Scents are highly subjective, and intentionally inundating customers with a scent they dislike or have an allergic reaction to can turn them away from your shop or cross the line into nuisance/pollution, putting a company at risk of facing legal issues.

This is why only a few companies employ the billboard scent strategy. It’s one you should avoid if you’re a new retailer.

Select diffusion points

Consider the type of scent marketing you want to use.
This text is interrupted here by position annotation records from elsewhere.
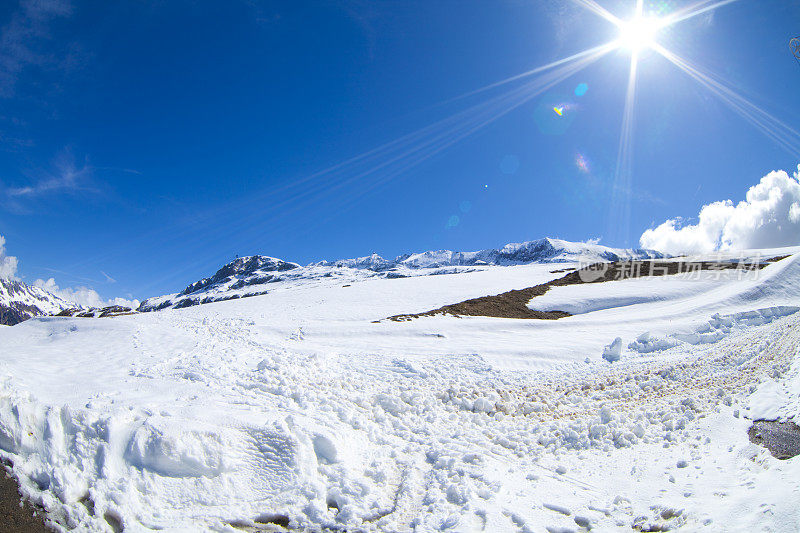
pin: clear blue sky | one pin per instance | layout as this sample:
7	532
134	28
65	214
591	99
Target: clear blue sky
153	141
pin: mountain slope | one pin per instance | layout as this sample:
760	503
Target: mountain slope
255	275
19	302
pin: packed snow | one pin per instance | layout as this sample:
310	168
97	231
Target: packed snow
303	409
256	275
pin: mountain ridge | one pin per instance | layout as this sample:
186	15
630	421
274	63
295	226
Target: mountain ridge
20	301
251	275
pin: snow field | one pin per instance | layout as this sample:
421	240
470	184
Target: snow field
295	408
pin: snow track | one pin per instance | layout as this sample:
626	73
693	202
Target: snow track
295	411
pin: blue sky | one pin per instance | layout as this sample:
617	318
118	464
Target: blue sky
144	144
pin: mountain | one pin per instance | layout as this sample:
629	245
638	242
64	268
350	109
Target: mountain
19	302
255	275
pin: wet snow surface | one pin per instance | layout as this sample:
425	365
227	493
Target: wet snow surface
293	409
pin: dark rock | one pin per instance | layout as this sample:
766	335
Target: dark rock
782	439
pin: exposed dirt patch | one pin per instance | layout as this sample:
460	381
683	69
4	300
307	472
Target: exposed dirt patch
782	439
13	517
514	303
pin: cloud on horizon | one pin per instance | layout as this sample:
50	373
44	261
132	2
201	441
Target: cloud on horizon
83	296
8	264
769	217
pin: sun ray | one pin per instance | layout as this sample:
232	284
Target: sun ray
620	207
784	135
695	10
595	8
603	48
369	170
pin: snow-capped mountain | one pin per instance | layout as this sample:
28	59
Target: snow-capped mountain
19	302
539	251
255	275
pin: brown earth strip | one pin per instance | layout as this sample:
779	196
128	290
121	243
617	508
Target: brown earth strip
15	518
514	303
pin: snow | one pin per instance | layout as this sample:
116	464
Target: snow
296	406
257	275
19	301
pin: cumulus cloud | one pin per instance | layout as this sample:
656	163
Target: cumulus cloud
8	264
83	296
769	217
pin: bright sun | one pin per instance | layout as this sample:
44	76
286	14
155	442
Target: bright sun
638	33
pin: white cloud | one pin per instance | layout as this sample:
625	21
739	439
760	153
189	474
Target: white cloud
768	217
22	36
66	177
8	264
83	296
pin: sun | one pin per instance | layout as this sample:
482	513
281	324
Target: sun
638	33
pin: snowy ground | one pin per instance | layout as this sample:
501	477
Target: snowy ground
295	406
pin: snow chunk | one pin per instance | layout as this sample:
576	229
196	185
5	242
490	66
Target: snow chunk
613	351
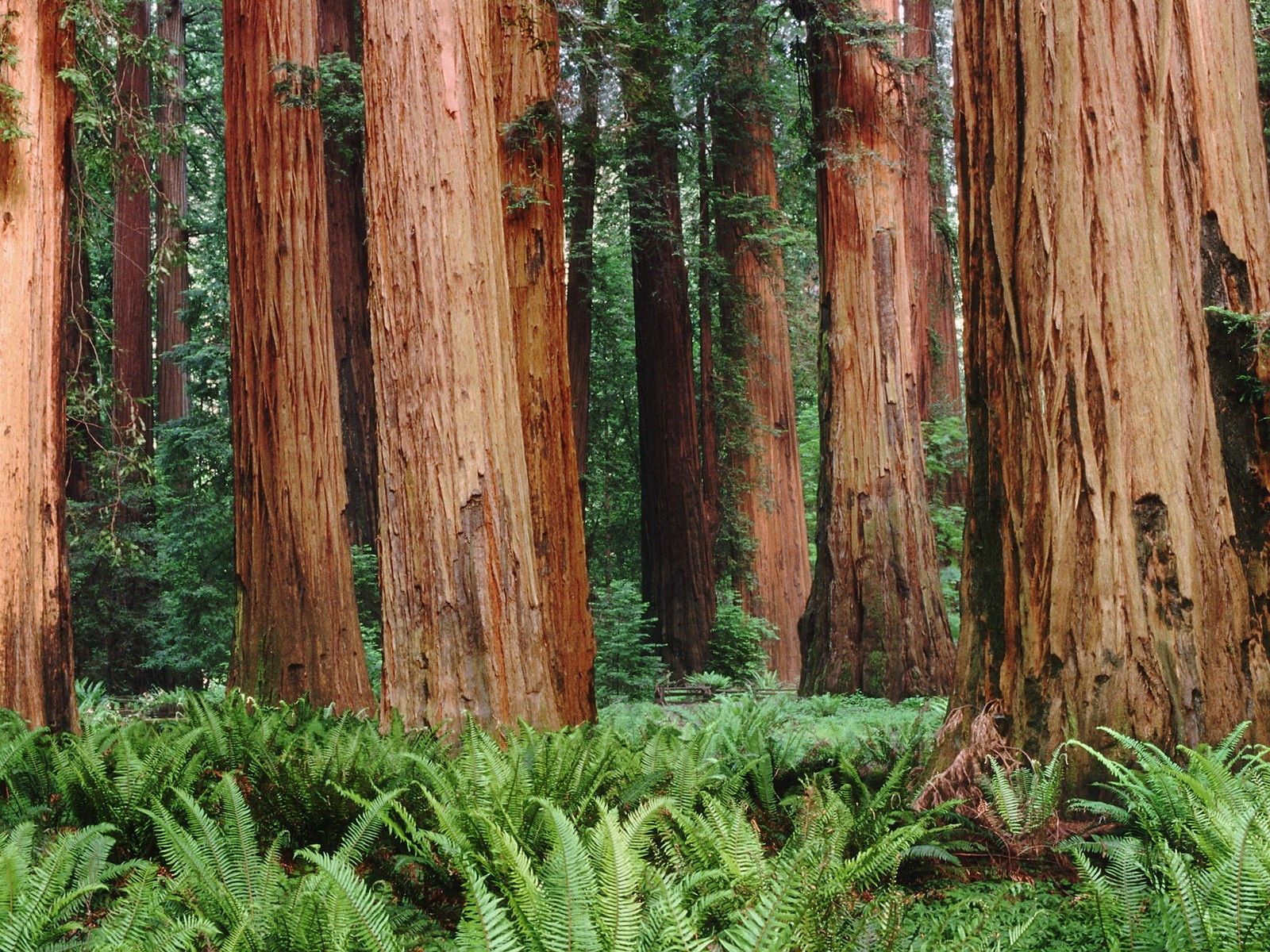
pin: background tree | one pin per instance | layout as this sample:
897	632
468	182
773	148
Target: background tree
527	56
133	344
677	562
876	620
36	658
755	328
298	630
1103	584
171	240
463	612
Choose an aroma billboard if you want to attract customers from the street. Do you have different themes in your store? Try thematic scenting in areas that correspond to your best-selling products.

If you simply want your store to smell nice, a simple fragrant oil in a diffuser can do the trick. There’s no need to get into intricate recipes and diffusion methods.

Depending on the size of your store, start with one or two diffusers. If it fits your aesthetic, try incorporating it into your decor, or keep it hidden behind your register or near the door. “Scent should stay in the background—pleasant, but not distracting,” says Professor Spagenberg of Washington State University’s scent research department.

Begin utilizing the power of scent in your store.

There is enough evidence that scents can positively influence consumer behavior in retail environments, and there are enough low-cost/low-risk solutions that there is no reason not to begin experimenting with scent marketing. You’re not sure what scent to try? Inquire with your customers! Get a few scent strips and ask visitors to your shop for their feedback.

Don’t have enough money to pay for a ScentAir consultation? Diffusers and oils, when strategically placed, are inexpensive and cheerful alternatives.

The best part about starting small is that if you get negative feedback on your first attempt, you can easily change course and try another scent.

What Is the Power of Scent Marketing?

Scent Marketing is one of the most inventive approaches in recent years, providing a way to attract new customers while also reinforcing brand image or product knowledge. The future of sensory marketing is determined by the production of sensory experiences through fragrance.

What Are the Four Types of Scent?

Warm, woody, oriental, and fresh are the four main categories, with distinct fragrance combinations bringing out each sensation.

What Scents Attract Customers?

Citrus, vanilla and cinnamon, pine, clean linen, and lavender are some of the most popular scents for drawing customers and increasing expenditure.

How Does Scent Marketing Work?

Scent marketing is a sort of sensory marketing that appeals to the sense of smell of the customer. It entails strategically placing smells in various areas of your store. The goal is to enhance sales by creating a memorable, enjoyable shopping experience.

How Big Is the Scent Industry?

In 2023, the Perfume & Fragrance Manufacturing sector will be worth $3.5 billion in sales. What is the projected growth rate for the Perfume & Fragrance Manufacturing industry in the United States in 2023? The Perfume & Fragrance Manufacturing industry’s market size is predicted to remain stable in 2023.

Conclusion

The use of scent marketing by various business organisations and retail trade has proven to be a great marketing strategy. This simply means that the site of the customers (what they see about the product) and their sense of smell are very essential and work hand in hand. As a business owner, it is advisable to start your own journey of sensory marketing.